The Montréal Mirror's Matthew Woodley waxes eloquent in 571 words about the Studio xx fundraiser at Quartier Ephemere. I was there last night. I'll leave it at that. No sense in getting catty or pissing off people needlessly.

The Montréal Mirror then has a second piece this one by Vince Tinguely about the Perpetual Motion Roadshow that happened here last night along with a nice bit by Christine Redfern about the Diane Obomsawin exhibit at Usine C.

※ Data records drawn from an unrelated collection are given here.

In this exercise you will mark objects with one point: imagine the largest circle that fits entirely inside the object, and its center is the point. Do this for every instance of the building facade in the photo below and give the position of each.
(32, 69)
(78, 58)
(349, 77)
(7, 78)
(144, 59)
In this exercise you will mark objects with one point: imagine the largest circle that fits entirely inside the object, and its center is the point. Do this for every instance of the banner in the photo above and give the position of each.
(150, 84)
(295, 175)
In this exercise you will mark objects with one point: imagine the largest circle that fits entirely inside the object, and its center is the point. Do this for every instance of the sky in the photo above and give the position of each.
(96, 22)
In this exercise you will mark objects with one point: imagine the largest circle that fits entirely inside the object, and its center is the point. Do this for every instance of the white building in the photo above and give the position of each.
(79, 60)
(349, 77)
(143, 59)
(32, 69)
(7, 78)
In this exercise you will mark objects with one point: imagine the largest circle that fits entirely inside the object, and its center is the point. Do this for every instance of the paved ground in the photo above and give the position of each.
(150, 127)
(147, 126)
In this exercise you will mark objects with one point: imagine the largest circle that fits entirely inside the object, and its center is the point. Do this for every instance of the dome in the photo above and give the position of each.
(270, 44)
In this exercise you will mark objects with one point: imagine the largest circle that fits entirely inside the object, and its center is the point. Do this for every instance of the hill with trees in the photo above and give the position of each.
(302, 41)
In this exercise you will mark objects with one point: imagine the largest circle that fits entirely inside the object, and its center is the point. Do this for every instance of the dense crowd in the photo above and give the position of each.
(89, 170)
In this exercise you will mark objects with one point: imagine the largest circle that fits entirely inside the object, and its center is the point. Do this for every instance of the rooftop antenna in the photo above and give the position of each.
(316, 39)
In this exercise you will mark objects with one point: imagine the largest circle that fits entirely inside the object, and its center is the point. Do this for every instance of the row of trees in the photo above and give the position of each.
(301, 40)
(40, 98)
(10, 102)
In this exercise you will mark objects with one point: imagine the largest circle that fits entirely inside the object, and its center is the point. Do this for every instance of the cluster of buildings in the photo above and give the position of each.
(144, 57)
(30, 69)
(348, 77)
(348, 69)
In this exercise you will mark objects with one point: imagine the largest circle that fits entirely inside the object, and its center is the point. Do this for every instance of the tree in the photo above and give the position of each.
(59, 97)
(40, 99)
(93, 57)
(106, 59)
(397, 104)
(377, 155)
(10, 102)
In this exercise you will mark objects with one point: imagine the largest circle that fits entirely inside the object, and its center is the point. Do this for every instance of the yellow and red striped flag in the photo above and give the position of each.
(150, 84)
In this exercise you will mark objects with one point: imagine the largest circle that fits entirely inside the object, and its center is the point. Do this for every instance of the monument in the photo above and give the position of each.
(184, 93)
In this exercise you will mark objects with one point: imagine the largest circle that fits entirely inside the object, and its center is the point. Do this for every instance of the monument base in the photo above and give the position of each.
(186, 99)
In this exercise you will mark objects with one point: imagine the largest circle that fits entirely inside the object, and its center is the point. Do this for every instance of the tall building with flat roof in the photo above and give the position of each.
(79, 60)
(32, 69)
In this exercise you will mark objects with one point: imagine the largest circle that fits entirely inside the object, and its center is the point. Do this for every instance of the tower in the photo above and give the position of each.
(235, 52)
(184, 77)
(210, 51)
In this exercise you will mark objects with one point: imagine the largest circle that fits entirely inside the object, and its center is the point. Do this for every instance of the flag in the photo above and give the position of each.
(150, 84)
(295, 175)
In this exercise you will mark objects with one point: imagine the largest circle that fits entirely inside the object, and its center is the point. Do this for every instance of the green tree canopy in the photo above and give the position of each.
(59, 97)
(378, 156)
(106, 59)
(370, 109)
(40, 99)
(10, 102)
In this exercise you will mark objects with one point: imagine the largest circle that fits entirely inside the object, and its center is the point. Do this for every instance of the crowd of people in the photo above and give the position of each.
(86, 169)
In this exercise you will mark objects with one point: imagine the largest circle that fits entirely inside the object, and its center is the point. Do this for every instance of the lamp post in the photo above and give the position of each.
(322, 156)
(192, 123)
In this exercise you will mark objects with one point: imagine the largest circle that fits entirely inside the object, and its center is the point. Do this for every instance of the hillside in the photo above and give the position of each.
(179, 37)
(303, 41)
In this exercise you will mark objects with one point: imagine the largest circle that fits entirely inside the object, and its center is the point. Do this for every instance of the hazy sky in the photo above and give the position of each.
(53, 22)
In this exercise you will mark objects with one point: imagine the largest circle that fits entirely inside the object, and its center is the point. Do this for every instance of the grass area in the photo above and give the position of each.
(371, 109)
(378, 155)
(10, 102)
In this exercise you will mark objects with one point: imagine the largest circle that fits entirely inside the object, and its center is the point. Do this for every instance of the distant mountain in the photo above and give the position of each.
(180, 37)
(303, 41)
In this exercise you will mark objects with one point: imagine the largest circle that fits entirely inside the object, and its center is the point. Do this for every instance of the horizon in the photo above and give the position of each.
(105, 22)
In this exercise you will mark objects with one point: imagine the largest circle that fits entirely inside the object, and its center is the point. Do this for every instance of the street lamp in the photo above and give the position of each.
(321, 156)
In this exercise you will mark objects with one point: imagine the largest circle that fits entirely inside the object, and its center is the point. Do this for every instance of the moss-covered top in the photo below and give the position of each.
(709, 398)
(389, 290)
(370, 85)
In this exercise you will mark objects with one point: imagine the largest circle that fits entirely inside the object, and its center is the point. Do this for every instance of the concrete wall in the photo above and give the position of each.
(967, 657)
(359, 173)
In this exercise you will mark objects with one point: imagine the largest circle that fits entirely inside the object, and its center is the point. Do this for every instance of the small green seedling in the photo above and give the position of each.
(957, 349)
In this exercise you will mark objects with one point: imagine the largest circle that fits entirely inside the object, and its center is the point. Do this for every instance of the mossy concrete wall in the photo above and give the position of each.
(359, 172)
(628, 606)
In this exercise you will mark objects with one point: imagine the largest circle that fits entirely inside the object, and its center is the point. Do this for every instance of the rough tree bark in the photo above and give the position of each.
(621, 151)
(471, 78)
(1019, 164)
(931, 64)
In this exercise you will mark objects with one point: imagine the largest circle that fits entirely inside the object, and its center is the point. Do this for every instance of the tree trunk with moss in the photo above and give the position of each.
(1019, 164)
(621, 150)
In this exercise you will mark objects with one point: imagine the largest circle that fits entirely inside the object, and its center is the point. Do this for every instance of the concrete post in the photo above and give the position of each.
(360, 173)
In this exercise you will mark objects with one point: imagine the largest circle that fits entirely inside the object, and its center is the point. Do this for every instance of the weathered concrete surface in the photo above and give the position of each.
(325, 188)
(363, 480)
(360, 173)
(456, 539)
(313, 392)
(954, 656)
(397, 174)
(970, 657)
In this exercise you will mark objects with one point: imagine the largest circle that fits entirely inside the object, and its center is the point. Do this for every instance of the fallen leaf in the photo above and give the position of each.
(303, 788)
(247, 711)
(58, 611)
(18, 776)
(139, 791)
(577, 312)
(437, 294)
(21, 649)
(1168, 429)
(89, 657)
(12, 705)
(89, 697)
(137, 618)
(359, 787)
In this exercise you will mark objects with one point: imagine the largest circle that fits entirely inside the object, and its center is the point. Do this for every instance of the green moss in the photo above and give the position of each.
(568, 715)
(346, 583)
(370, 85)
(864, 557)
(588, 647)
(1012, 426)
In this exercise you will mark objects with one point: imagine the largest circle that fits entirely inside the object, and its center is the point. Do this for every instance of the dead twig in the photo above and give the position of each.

The Hour: Isa Tousignant seems to have had a bad day last week when she went around to see what the local galleries had to offer. She writes 650 words about the shows at Art Mur, La Centrale (which she did not see) and Champ Libre's Eaux-arts Electroniques (which as it happened when she wrote the article, hadn't seen). Ms. Tousignantgets points for writing about under covered galleries, but loses some points because I'd much prefer to read what she has to say about the art, instead of masquerading as a publicity flack.

The Hour two: Meg Hewings writes 229 words about the benefit art auction for The Bookmobile Project. Now, last week Catherine Osborne wrote in the National Post that there was a dearth of Contemporary Art Auctions here in Canada. This might be one of the reasons, the average price for a piece at this auction was by my estimate (yes, I was there) $70. Ain't nobody gonna get rich making art for that sells for $70 to the general public. Much better selling it to the Art Bank for a couple of grand, right? And is the Art Bank gonna have an auction? Didn't think so. For that matter does the Art Bank make headlines? No, they're all nice and polite. And you wonder why Canadian Contemporary Art is not on the map.

As an aside, since it ain't really a local paper, the Globe & Mail gives Gary Michael Dault 205 words to try and make a lame joke at Andrea Szilasi's expense. If he didn't like the exhibit I would've preferred to know in slightly more detail why, instead of attempting to toss off one liners. If I'm looking for a comedy writer, I'll go to Hollywood, thanks.